Browns fans may never know the details of how the coaching staff and front office really felt about Manziel during and after his first professional season but there were plenty of indications they didn’t think he was very professional. They didn’t seem too happy with his level of commitment and preparedness or with the many off-field distractions. Could they have known that the “partying lifestyle” attributed to him was (as it so often turns out to be) a euphemism for something far more serious?
Prior to the 2014 draft, the experts were poles apart in their opinions about Johnny Manziel. His detractors felt his scrambling, wide-open offensive skills were not transferrable to the NFL in spite of the fact that Manziel’s relevant statistics contradicted that claim. On the other hand the praises sung by his supporters seemed, at times, embarrassingly over-the-top, predicting sure-fire stardom in his future. In the end, the experts just seemed to cancel out each others’ claims by reducing their analyses to whether or not they loved him or despised him. Clearly the “experts” were missing something here, some unseen quality that has much more to do with success in this world than fame, fortune or even raw talent.
So, let’s say you’re General Manager Ray Farmer or Head Coach Mike Pettine, and you’re young and have the potential for a long, exciting, lucrative career in the NFL. To what extent do you feel your own future is dependent on the success of Johnny Manziel? And even though you know in your heart that it takes a great deal more than one player, the quarterback, to make or break a team’s success, to what extent are you willing to place a sizable part of your team’s future in the hands of Johnny Manziel? Aren’t you asking yourself and each other, can Johnny Manziel come back? Should he come back?
And if you’re Johnny Manziel, you’ve had plenty of time the past couple months to think about all this, to comb through the crash debris of your first NFL season, and you are undoubtedly asking yourself the same questions.
11 Comments
“To what extent do you feel your own future is dependent on the success of Johnny Manziel?”
Absolutely none.
In a win now league if Ray and Mike are able to produce a playoff team without Johnny Manziel all would be forgiven and forgotten.
No celebrity has ever come back after being in rehab.
Close enough….
http://i.imgur.com/I9kMN3F.gif
Say that to my face.
http://www.famouscelebritydrugaddicts.com/images/robert-downey-jr-drug-rehab.jpg
One of the most thoughtful articles I have read on this topic. Thanks.
SARCASM
Use the SARC FONT, dammit.
this is an excellent article , not biased at all. Just stating facts . Thank you for the read
How about Anthony Hopkins?
O’Connell quizzed and grilled Manziel extensively on reading and attacking defenses and on NFL terminology. And he told Manziel, “You’re already ten times further along than I thought you’d be … there ain’t no reason in the world why you can’t be the number one pick in the draft.”

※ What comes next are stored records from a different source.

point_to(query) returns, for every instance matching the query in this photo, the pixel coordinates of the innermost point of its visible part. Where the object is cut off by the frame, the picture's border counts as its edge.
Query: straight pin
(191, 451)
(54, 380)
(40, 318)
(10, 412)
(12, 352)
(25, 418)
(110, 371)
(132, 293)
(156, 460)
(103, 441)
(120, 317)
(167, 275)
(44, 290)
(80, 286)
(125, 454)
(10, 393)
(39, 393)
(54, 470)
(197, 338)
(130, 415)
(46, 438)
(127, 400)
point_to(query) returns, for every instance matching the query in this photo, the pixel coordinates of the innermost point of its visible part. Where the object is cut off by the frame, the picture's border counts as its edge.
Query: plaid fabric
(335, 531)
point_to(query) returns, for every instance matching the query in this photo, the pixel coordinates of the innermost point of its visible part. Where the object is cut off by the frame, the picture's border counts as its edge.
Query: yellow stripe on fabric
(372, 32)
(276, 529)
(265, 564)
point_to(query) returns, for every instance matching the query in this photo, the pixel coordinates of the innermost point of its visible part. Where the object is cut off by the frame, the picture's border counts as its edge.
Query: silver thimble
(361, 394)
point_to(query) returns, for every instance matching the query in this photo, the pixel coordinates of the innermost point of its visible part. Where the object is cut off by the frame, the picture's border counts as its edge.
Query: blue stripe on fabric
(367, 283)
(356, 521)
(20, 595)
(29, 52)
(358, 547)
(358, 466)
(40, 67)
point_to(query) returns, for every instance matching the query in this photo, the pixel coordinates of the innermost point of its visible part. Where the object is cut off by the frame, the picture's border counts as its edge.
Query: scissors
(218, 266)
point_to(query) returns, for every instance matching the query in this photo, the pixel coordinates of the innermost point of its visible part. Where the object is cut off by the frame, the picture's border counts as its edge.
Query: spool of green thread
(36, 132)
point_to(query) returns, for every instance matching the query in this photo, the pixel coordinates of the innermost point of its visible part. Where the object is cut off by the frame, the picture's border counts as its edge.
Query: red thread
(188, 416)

Well apparently our new QB is a moron too. Johnny couldn’t call plays or read defenses (let alone attack them)/
Who else could find the possible relation between John Updike’s mother and Brian Hoyer?? As to Manziel: It would seem that all the film on him was done on a set where all the furniture and props where 3/4 size. Put him in the full size studio and we gasped at this junior high kid sneaking on the field. Bust of busts….Bust-O-Rama!